В этой статье Стив также сказал, что назвал компьютер Lisa в честь своей бывшей подруги. Это, конечно же, выдумка – никаких подружек по имени Лиза он не имел. Это был типичный Стив. Он вышел за грань поэтической вольности. Теперь он просто врал. До того как эта статья появилась, я жила в своеобразном фантазийном мире, говоря себе, что Стив ценит всю ту работу, которую я проделала, и любовь, которую привнесла, чтобы вырастить Лизу. Ей было почти четыре года, когда вышел тот выпуск, и, несмотря на все факты, говорившие об обратном, я еще верила в доброту Стива. Моя дочь оказывала на меня такое влияние.
После того как я прочла статью в Time, я была настолько уязвлена, что следующие три дня с трудом могла говорить или на чем-либо концентрироваться.
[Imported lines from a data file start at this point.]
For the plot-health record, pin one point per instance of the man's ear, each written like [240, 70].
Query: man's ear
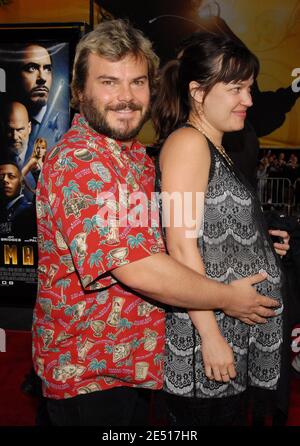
[80, 95]
[196, 92]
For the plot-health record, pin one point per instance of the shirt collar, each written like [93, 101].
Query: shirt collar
[12, 202]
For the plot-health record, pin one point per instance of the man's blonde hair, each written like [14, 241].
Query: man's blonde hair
[112, 40]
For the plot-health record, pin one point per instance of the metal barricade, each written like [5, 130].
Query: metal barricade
[277, 192]
[296, 201]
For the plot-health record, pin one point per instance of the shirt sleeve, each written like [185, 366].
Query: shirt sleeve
[100, 225]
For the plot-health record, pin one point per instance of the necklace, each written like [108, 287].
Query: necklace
[219, 148]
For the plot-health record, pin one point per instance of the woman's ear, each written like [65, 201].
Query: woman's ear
[196, 92]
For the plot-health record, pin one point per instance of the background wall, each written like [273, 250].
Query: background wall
[45, 11]
[271, 28]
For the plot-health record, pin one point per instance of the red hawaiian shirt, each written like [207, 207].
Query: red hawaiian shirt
[89, 332]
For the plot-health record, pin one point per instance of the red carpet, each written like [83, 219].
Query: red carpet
[18, 409]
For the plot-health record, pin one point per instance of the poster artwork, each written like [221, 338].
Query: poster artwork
[34, 114]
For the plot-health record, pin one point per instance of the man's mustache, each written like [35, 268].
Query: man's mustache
[133, 106]
[40, 88]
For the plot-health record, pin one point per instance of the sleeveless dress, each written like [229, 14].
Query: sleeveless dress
[235, 244]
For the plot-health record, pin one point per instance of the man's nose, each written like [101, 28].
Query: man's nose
[41, 79]
[247, 99]
[125, 93]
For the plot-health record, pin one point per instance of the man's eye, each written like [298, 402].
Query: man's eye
[30, 69]
[139, 82]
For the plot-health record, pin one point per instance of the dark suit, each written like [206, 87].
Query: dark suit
[18, 219]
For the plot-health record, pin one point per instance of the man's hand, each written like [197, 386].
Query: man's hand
[281, 247]
[246, 304]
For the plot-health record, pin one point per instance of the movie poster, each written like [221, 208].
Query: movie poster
[34, 114]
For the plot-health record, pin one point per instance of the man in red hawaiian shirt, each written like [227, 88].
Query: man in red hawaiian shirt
[98, 342]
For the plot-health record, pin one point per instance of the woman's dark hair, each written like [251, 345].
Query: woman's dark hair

Стив унизил меня на страницах распространяющегося по территории всей страны журнала, и это было настолько непостижимо, что мое сознание просто помутилось. Я, видимо, ушла куда-то внутрь себя и не знаю, как я это пережила. Лишь через три дня я вернулась к своему нормальному состоянию, со всей той любовью и радостью по отношению к Лизе и Дэвиду, которые у меня были прежде.
Стив импульсивно стремился усовершенствовать все, до чего он дотрагивался, словно процесс усовершенствования лежал в основе природы его существования. Поэтому неудивительно, что, наряду со всем остальным, Стив превратил ненависть в крайне гнетущее и идеально управляемое нечеловеческое безразличие. Жесткость Стива была настолько ошеломляющей, что люди терпели повторяющиеся проявления его безжалостности, чтобы понять, что происходит, и выяснить, как с этим больше не сталкиваться. Также я подозреваю, что он использовал страдания людей в качестве источника пополнения своей энергии.
В те дни, когда я приходила в себя после прочтения статьи в Time, я поняла, что была испугана не им – я боялась
Много лет спустя после того, как та статья в Time была опубликована, Стива включили в список «Десяти самых худших руководителей» США. Когда я узнала об этом, у меня с души свалился огромный груз. Я несколько дней парила в облаках от счастья. Я всегда думала, что была одинока в том, что мне приходилось терпеть. Вернее будет сказать, что я забыла, что не одинока, поскольку постоянное проявление Стивом ненависти настолько сбивало с толку, что я сгибалась под грузом этого и оказывалась не в состоянии думать или вспомнить что-либо. И вот подтверждение того, что и многие другие люди видели это.
Несмотря на свою гениальность, Стив допускал просчеты всю свою жизнь: он верил, что ненависть являлась приемлемой силой в мире. И поскольку она давала ему такую несокрушимую мощь, он использовал ее и не сомневался в ней. Более того, я думаю, что он принимал власть за любовь, поскольку она заставляла его чувствовать себя авторитетнее и лучше. К моему огромному разочарованию, он умер, не успев осознать свою ошибку.
Позднее я задала Стиву прямой вопрос: «Почему ты сказал, что 28 процентов мужского населения США могли быть отцом Лизы? И с чего это вдруг мне называть моего ребенка в честь одной из твоих прежних подружек?» «Мориц соврал», – сказал он, не моргнув глазом.
Если Мориц соврал, то о чем именно он соврал? Мне понадобилась пара недель, чтобы понять, что врал здесь Стив. Я провела мало времени в компании Морица, но знала, что основой его профессиональной этики было стремление говорить правду. То же касалось и журнала. Я пришла к выводу, что если Мориц и переиначил слова Стива или как-то соврал, то не в данном случае. Помимо этого, Стив все же обладал определенным запасом приличия, когда был прав, и если бы его неверно процитировали, то он бы позвонил мне сразу же в тот момент, когда вышел номер, чтобы извиниться. Он бы также предпринял бы какие-то действия. Однако этого не произошло, поскольку Стив соврал. И он соврал, поскольку не хотел, чтобы люди видели, кем он являлся на самом деле.